“America’s Privateer: LYNX and the War of 1812” tells the story of a ship with two lives that sailed in two different centuries. The idea for the first privateer Lynx came from the mind of Thomas Kemp, a shipwright from Fells Point, Maryland. Kemp’s Lynx was launched in 1812 and soon after was commissioned by President James Madison to fight alongside the American Navy in the War of 1812. Madison’s “Letter of Marque” gave the privateer a sudden legitimacy and patriotic purpose.
By the time of the War of 1812, the American Navy, having only a handful of ships in its flotilla, relied on privateers to protect the coast and to engage the British on the high seas. Manned by volunteer sailors, these privateers stood against the mightiest navy in the world—and made history.

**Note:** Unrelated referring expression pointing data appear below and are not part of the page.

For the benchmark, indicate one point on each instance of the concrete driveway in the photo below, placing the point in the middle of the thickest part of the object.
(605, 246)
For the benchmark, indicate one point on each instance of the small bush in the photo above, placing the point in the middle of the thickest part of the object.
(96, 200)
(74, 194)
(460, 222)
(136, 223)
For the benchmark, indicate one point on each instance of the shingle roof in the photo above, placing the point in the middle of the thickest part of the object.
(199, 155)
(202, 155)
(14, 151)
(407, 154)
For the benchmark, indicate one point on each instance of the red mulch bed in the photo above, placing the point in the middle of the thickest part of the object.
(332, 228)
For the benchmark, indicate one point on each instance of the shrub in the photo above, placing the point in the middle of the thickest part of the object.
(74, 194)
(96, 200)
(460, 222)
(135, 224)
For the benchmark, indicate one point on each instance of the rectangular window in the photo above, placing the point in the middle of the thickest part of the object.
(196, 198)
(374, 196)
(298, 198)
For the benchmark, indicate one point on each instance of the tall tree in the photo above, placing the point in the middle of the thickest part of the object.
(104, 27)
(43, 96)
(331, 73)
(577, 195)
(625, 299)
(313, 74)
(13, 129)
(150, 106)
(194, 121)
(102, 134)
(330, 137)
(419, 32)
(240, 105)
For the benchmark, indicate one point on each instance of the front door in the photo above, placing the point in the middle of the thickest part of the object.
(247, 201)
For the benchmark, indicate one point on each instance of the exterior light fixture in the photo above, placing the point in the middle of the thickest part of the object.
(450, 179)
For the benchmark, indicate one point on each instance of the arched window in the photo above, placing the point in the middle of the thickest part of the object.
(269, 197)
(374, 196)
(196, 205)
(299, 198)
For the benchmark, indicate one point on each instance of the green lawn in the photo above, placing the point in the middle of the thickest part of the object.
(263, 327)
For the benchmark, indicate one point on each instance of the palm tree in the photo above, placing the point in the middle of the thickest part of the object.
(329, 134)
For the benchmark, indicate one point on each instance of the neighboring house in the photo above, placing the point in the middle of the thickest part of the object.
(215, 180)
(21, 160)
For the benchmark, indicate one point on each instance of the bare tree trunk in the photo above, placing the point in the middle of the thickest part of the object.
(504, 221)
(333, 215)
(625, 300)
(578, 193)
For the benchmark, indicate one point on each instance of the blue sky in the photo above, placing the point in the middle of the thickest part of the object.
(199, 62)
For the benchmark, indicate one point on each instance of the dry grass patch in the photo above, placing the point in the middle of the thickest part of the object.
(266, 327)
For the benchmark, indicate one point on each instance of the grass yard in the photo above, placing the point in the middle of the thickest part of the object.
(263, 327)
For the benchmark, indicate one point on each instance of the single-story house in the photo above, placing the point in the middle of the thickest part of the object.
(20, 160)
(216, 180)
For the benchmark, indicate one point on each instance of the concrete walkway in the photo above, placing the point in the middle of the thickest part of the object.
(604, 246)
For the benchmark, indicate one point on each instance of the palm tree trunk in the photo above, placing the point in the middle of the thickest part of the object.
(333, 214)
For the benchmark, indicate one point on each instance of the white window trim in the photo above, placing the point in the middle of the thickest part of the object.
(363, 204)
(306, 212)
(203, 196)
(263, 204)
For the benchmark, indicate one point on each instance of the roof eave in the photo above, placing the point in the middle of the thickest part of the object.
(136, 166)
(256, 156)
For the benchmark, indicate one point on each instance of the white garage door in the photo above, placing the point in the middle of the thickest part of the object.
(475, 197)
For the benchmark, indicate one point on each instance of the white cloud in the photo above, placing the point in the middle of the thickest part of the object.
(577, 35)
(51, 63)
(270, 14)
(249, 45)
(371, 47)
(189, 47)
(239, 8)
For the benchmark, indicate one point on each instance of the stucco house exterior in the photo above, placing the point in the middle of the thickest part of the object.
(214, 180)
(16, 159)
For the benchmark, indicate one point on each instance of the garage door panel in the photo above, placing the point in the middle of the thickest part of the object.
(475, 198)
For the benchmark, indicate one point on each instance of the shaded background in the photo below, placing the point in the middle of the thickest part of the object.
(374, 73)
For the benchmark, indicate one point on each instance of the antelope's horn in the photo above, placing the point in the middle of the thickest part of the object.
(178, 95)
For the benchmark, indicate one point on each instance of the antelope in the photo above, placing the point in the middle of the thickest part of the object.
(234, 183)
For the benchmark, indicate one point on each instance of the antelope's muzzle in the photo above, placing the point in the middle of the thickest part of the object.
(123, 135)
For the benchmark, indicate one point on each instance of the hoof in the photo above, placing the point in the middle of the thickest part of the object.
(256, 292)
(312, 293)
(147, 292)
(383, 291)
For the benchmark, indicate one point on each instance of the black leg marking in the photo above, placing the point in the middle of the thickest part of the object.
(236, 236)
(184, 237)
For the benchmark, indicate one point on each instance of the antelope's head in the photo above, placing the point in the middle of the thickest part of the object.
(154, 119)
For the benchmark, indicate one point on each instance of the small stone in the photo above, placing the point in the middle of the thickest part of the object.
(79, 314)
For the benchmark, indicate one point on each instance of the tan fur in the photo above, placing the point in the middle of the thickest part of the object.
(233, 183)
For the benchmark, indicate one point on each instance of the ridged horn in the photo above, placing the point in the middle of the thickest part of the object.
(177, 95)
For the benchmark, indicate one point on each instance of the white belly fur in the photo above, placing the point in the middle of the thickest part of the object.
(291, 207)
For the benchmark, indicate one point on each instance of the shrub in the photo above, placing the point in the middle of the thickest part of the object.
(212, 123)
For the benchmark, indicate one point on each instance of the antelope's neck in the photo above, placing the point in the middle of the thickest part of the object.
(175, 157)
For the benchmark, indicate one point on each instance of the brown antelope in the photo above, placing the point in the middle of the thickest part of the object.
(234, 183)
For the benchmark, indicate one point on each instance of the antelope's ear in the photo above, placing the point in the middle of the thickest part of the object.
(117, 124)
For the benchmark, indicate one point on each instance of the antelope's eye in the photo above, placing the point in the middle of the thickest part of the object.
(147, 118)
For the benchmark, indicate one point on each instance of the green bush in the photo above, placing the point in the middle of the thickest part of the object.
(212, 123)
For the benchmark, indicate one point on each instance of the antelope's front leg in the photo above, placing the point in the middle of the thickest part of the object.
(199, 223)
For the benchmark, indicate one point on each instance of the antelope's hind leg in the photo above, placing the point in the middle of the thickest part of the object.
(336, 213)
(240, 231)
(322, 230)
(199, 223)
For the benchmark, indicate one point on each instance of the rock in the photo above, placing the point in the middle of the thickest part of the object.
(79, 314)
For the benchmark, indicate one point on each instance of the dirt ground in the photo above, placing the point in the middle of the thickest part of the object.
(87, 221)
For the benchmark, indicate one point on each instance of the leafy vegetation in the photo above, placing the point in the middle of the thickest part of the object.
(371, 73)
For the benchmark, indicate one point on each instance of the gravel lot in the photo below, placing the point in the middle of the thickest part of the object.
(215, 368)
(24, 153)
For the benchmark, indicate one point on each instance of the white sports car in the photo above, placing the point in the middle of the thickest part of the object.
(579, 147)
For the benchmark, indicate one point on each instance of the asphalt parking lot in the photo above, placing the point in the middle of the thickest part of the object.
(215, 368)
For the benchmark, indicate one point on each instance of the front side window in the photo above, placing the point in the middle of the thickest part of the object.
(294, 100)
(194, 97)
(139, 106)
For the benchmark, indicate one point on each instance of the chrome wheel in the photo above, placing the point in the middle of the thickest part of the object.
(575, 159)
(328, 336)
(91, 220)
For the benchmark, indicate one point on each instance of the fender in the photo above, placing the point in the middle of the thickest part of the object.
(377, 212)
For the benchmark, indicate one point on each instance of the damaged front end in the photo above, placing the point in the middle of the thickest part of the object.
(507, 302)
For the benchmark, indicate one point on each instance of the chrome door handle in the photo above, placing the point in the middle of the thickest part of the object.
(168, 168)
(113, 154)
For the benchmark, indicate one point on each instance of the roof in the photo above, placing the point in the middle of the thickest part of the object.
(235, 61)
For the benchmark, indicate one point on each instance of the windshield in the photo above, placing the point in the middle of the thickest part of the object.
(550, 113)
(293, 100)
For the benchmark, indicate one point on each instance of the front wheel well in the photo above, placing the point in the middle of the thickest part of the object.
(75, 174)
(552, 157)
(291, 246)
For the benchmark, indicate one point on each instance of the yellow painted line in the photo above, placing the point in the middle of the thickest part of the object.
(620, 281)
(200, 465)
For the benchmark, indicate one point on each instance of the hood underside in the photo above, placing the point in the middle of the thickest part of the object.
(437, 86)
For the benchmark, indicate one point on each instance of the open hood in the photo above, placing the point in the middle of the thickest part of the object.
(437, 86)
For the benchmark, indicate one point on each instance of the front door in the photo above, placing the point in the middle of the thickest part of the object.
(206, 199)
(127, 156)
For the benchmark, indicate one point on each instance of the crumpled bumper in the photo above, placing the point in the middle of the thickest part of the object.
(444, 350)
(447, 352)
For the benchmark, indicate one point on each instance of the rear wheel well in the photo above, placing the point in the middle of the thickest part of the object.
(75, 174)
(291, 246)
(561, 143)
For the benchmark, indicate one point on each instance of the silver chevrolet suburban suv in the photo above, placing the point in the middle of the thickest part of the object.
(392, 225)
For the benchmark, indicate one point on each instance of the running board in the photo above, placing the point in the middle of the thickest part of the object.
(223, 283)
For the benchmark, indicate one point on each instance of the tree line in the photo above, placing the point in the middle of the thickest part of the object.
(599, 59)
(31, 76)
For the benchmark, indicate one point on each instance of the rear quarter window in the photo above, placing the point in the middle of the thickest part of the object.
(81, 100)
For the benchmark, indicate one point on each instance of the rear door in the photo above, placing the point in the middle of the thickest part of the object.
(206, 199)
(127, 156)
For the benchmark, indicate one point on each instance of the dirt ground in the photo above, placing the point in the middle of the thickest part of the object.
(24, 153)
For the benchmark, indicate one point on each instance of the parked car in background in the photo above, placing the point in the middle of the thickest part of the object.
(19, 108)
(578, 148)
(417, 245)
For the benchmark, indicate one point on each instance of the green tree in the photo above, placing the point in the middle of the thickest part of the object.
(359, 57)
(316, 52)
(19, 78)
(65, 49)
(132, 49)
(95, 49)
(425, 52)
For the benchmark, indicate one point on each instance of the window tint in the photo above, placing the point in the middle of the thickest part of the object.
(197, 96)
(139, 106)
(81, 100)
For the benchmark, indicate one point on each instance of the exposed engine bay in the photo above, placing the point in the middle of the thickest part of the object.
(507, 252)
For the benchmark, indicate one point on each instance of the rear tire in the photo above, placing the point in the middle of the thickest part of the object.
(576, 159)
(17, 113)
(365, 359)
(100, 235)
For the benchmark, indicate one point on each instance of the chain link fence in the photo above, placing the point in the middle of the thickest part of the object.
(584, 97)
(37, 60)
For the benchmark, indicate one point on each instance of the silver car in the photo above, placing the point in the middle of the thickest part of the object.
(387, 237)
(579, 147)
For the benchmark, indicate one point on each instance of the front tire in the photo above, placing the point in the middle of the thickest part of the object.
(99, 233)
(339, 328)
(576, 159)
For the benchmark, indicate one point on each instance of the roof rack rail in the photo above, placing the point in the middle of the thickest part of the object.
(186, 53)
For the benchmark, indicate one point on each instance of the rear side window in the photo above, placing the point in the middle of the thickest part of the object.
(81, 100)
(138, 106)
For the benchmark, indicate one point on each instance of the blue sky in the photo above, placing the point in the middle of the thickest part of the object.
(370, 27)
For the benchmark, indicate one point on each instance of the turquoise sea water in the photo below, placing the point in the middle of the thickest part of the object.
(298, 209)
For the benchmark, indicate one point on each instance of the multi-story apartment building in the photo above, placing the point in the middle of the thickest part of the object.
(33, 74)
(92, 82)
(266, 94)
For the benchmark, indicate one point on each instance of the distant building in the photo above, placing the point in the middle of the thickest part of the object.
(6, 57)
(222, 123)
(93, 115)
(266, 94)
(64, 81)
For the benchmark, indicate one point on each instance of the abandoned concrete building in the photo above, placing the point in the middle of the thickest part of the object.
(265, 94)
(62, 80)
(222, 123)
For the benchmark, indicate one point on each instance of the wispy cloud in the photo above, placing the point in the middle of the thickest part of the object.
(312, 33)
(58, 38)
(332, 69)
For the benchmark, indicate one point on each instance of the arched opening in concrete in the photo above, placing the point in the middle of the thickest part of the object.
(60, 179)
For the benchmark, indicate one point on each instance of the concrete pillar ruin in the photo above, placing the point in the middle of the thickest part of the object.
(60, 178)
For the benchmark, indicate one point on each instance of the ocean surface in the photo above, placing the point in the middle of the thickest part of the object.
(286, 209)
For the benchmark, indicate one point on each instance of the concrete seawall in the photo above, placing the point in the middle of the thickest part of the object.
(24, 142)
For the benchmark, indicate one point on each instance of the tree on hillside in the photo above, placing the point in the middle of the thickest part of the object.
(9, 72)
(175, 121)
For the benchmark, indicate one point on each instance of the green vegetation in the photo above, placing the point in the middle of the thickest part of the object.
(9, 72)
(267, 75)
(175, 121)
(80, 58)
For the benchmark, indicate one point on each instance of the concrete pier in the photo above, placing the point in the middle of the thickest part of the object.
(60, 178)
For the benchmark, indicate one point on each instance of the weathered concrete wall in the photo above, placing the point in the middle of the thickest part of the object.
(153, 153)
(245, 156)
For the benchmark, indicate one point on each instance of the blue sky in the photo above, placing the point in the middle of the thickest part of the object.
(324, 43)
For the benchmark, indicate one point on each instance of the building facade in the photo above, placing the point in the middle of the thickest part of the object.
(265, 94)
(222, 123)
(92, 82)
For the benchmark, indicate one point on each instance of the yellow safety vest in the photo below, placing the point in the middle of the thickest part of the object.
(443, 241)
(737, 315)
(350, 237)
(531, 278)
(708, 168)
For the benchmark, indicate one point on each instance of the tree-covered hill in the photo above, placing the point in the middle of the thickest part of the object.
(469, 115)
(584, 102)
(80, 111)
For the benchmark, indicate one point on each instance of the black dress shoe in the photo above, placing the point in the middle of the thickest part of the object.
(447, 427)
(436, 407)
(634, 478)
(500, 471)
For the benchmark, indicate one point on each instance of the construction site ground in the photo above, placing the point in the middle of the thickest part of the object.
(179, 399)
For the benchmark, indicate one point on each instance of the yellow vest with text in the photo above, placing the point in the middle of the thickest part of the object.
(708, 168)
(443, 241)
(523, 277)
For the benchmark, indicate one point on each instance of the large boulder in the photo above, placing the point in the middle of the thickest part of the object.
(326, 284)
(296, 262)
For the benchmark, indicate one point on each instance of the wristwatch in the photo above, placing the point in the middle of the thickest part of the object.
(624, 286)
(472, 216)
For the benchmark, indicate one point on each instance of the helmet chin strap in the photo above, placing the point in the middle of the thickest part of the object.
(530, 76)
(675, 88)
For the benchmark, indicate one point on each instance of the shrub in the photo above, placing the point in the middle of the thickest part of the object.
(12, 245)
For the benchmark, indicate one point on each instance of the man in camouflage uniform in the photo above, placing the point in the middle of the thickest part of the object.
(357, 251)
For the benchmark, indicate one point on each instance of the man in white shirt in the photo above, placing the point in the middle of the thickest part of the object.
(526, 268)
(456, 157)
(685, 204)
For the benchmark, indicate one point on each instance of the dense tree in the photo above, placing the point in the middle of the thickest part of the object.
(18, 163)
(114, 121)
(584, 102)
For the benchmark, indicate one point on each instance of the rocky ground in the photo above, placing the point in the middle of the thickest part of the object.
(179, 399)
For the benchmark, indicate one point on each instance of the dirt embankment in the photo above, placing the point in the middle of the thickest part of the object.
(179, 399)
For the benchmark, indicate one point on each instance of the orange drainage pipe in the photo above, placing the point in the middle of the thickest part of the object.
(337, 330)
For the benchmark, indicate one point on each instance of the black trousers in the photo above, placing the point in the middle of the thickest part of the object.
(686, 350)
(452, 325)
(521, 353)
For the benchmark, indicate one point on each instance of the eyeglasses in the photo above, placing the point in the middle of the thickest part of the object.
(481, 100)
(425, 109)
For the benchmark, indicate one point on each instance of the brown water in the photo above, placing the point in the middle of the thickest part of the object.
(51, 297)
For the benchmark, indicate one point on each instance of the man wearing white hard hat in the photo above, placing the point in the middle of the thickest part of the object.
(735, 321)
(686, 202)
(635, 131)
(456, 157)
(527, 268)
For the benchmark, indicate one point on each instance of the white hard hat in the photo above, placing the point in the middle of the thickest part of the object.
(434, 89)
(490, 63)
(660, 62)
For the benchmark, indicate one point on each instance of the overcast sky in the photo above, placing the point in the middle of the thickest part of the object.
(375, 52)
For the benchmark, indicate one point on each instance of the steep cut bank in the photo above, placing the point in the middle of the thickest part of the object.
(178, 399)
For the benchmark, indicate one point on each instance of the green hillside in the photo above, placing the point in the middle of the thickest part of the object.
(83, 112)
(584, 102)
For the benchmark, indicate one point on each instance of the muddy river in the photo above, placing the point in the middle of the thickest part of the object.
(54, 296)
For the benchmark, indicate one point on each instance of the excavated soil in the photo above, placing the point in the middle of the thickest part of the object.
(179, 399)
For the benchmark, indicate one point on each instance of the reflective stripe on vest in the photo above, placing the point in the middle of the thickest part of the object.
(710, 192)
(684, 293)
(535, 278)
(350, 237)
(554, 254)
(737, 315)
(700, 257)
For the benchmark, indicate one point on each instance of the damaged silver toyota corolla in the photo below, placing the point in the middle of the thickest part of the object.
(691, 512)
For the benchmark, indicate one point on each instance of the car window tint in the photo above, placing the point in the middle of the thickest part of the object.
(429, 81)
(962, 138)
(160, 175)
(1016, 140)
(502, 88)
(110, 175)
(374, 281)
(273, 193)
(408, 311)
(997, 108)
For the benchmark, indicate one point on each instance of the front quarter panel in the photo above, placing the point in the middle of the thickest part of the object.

What distinguished Lynx and other Baltimore clippers from ships of that era was their sleek design and speed. These vessels awed all who came in contact with them.
Now, 200 years later, privateer Lynx is re-born, representing the spirit of all those sleek vessels of the nation's "first defense of freedom."
Author J. Dennis Robinson shows in detail how this historic vessel has been brought back to life and how it changed the lives of all who were involved in her creation: designers, shipwrights, crews and the tens of thousands of sailors, students and visitors who trod her decks and set her sails.
Mr. Robinson tells the tale of Lynx, past and present, and frames both within the history of the War of 1812. A respected historian and literary stylist, Mr. Robinson has written an informative and moving “sea yarn” for a contemporary audience. This engaging story, accompanied by over 190 photographs, maps, and paintings, is for every reader, sailor and landlubber alike.